Rehabilitation Following Cranial Cruciate Ligament Surgery

By Dr. Ed Mapes
Stonebridge Animal Hospital
McKinney, Tx

Surgical procedures treating ruptured cranial cruciate ligaments provide stabilization of the joint and decrease the rate at which arthritic changes occur. Rehabilitation of the limb is equally important in assisting the patient to a satisfactory recovery. No matter which surgical procedure is used, controlled rehab prevents post-op damage and aids in healing.

It is important to understand that whenever a joint is damaged, it will never be the same again. There will be, at some time, other consequences that cause at least intermittent discomfort. The most common is the development of arthritis. Tearing of the meniscal cartilage can also occur after cruciate ligament rupture.

An important addition to our surgical protocols at Stonebridge Animal Hospital is incorporation of scheduled laser therapeutic sessions in the early post-op period. This has been a major factor in controlling pain and swelling, and hastens the return to function in our patients.

We do the first session immediately after surgery to control post-op symptoms. A Robert Jones bandage is then applied to prevent undue use of the leg in the first four important days following the procedure. The second laser session is done on the following morning, at which time patients are released from the hospital for home care.

We recheck patients at days 4 post-op to remove the dressings, monitor temperature and attitude, and examine the limb carefully. At that time the third laser session is performed. This is an important time for pet owners because patients often begin using the leg to some degree after the protective dressings are removed – possibly causing damage to the surgical repair. Owners at this time must control activity levels to leash walks outdoors to urinate/defecate only.

During the first week, Range of Motion (ROM) exercises help prevent adhesion formations and control swelling. As the patient lies on the floor with the operated leg up, gently flex and extend the stifle joint 10 times. After the exercises, you can ice the limb for 5 minutes – place a wet washrag on the limb first, and then apply the ice packing. Do not perform ROM exercises if it seems painful.

At 10 to 14 days post-op we recheck the patients for examination, suture removal, and the final laser therapy session. By this time (and often much sooner) they are placing some weight on the leg; many are even using the leg better than before surgery. This must be controlled, though, because swelling, damage to internal structures, or tearing of surgical implants can occur.

During weeks 2 and 3, continue the ROM exercises, and now include gentle flexion/extension of the hock and hip joints as well. It’s also time to apply slight pressure in the flexed position, hold the limb there for 5 seconds, and then push with similar force into the extended position. This helps to maintain joint fluidity. Controlled leash walks can now be extended to 10-15 minutes per day. As always, discontinue exercises or walking if they become painful.

At one month after surgery we can add the Sit/Stand Exercise to maintain thigh muscle tone. While controlling any vigorous running, have the patient sit and then stand for 10 cycles two times per day.

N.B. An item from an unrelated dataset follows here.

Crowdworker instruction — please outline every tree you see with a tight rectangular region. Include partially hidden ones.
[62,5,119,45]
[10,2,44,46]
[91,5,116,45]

Swimming is another beneficial activity; requiring muscular activity and joint motion without pounding on hard surfaces. Swimming should only be allowed if the leg is sufficiently healed to withstand the exercise, pain levels are well controlled, and the patient is able to swim adequately. This must be strictly monitored in case any problem arises. Begin with very short sessions as a trial period, and then monitor the patient and limb afterward. Duration can increase gradually as the patient demonstrates ability to handle it.

Massage of the leg muscles involves kneading of the thigh and shin muscles. This should not elicit pain. Deep muscle massage can be done several times daily.

At the sixth week, begin short walks in taller grass to encourage muscular activity. Again, prevent uncontrolled bursts of running or jumping. Slow stair climbing can now be encouraged – 5 times up and down a flight of steps several times daily helps muscle tone and joint flexibility. Recheck by the surgeon is recommended if problems such as crying out, limping, drainage, or swelling are seen.

Excessive walking while the patient favors the operated leg places more weight and stress on the opposite rear leg. Statistics show that 70% of patients with ruptured cruciate will at some point damage the other. This is due in part to genetics and the tendency for ligaments to lose elasticity; therefore excessive strain placed on the good leg during healing can damage that ligament as well.

More vigorous motion such as light play and walking on an extended leash can usually begin by the eighth week. Do not allow all-out running in activities such as chasing balls or catching Frisbees due to the risk of fast turns and rapid start/stops. Healing is usually complete by the end of the third month after surgery, and patients should then be able to use the leg fairly normally. As stated previously though, intermittent discomfort is common in any patient that has incurred a ruptured cruciate ligament.

The pace of rehab is governed in part by the patient’s response, but a desire for return to normal activity doesn’t mean it’s medically wise to allow it. Setbacks can arise when activity becomes too strenuous too soon, so even though the dog wishes to run after squirrels after a few weeks of healing, it shouldn’t be allowed until at least three months post-op.